Joining the debate on farm loan waivers, Asian Development Bank (ADB) Country Director Kenichi Yokoyama Friday said such write-offs were against economic principles and cannot effectively address the agrarian distress.
Yokoyama also advocated for direct transfer of funds to targeted beneficiaries as it would cut down leakages. On farm loan waiver, he said most of the people are sceptical about it as an economic principle and has moral hazards.
“There is a need to address agriculture sector distress…but economic principle wise, farm loan waiver is not an effective means to address farm distress,” he said.
Earlier this week, RBI Governor Shaktikanta Das said any generalised farm loan waiver adversely impacts the credit culture and the behaviour of borrowers, amid various states announcing waivers. He said loan waiver is related to the fiscal space that a particular state government has.
Farm loans totalling around Rs 1.47 lakh crore were waived off by Madhya Pradesh, Rajasthan and Chhattisgarh after the Congress came to power last month.

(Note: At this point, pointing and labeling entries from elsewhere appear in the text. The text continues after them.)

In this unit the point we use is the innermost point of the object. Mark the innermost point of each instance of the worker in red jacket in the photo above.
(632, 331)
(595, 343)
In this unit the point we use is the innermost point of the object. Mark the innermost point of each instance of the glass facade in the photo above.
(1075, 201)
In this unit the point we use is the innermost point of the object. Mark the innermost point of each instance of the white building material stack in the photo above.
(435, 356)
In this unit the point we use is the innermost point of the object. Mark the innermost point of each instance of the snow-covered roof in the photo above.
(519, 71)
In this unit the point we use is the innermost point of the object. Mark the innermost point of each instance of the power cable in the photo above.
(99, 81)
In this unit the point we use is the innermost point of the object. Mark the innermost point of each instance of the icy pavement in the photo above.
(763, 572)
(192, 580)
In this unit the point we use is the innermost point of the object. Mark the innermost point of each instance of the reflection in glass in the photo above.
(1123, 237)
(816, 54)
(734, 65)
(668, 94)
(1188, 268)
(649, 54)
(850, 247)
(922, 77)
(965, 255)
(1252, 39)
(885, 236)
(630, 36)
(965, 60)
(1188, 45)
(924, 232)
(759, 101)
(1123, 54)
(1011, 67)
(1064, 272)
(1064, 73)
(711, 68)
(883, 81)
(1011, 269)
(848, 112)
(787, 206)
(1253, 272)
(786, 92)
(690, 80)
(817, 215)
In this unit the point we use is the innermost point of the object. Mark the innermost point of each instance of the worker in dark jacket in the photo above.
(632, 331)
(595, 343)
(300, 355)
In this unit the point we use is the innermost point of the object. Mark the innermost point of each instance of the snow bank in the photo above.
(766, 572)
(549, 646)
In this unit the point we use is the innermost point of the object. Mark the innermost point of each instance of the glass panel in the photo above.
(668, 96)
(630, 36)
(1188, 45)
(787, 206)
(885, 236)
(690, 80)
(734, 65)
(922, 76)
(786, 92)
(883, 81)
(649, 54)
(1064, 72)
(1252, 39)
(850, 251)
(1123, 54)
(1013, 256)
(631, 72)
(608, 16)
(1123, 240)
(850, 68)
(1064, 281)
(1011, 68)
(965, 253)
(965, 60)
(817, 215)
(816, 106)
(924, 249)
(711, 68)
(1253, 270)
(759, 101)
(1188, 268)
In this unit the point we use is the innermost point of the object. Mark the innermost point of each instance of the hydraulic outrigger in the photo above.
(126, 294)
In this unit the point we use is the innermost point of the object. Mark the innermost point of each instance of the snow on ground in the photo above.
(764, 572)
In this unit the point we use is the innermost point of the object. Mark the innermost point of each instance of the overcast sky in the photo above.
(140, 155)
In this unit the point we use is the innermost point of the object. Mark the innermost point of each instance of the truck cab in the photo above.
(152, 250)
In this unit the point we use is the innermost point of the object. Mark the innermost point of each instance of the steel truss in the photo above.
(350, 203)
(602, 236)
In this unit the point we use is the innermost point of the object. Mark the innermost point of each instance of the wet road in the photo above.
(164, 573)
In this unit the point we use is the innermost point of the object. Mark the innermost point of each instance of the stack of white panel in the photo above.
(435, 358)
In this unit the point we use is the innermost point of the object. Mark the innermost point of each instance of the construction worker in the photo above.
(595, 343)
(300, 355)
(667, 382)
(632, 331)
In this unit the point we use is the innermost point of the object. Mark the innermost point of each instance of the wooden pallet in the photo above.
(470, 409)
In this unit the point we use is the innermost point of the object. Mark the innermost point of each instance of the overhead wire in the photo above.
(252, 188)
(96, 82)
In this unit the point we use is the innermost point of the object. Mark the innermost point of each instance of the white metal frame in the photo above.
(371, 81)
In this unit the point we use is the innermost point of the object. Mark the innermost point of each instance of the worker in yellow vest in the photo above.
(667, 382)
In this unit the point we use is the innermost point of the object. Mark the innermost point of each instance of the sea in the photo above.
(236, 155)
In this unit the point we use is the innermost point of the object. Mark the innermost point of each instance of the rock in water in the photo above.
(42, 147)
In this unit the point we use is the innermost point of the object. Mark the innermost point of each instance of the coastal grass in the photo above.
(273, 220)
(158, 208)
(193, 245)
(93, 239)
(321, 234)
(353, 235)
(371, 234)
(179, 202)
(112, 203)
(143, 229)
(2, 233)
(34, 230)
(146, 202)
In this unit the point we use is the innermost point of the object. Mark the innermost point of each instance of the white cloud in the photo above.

In 2017, Uttar Pradesh, Maharashtra and Punjab announced to write off unpaid loans. The country’s largest state waived off farm loans worth Rs 36,400 crore.
Appreciating the fact that India has a platform to provide direct benefit transfer through Aadhaar, Yokoyama said analysis has to be done on how the government can launch universal basic income (UBI) scheme in the most efficient way.
Asked if there was a stress on fiscal deficit, Yokoyama said ADB has no doubt about the government meeting the target.
“I think a clear framework is there and mandate given under the Fiscal Responsibility and Budget Management Act. We don’t have any doubt over it,” he said.
The Centre has budgeted to contain fiscal deficit at 3.3 per cent of the GDP in the current fiscal, lower than 3.5 per cent in 2017-18.
Last month, Finance Minister Arun Jaitley had exuded confidence of meeting the fiscal deficit target of 3.3 per cent for the current fiscal.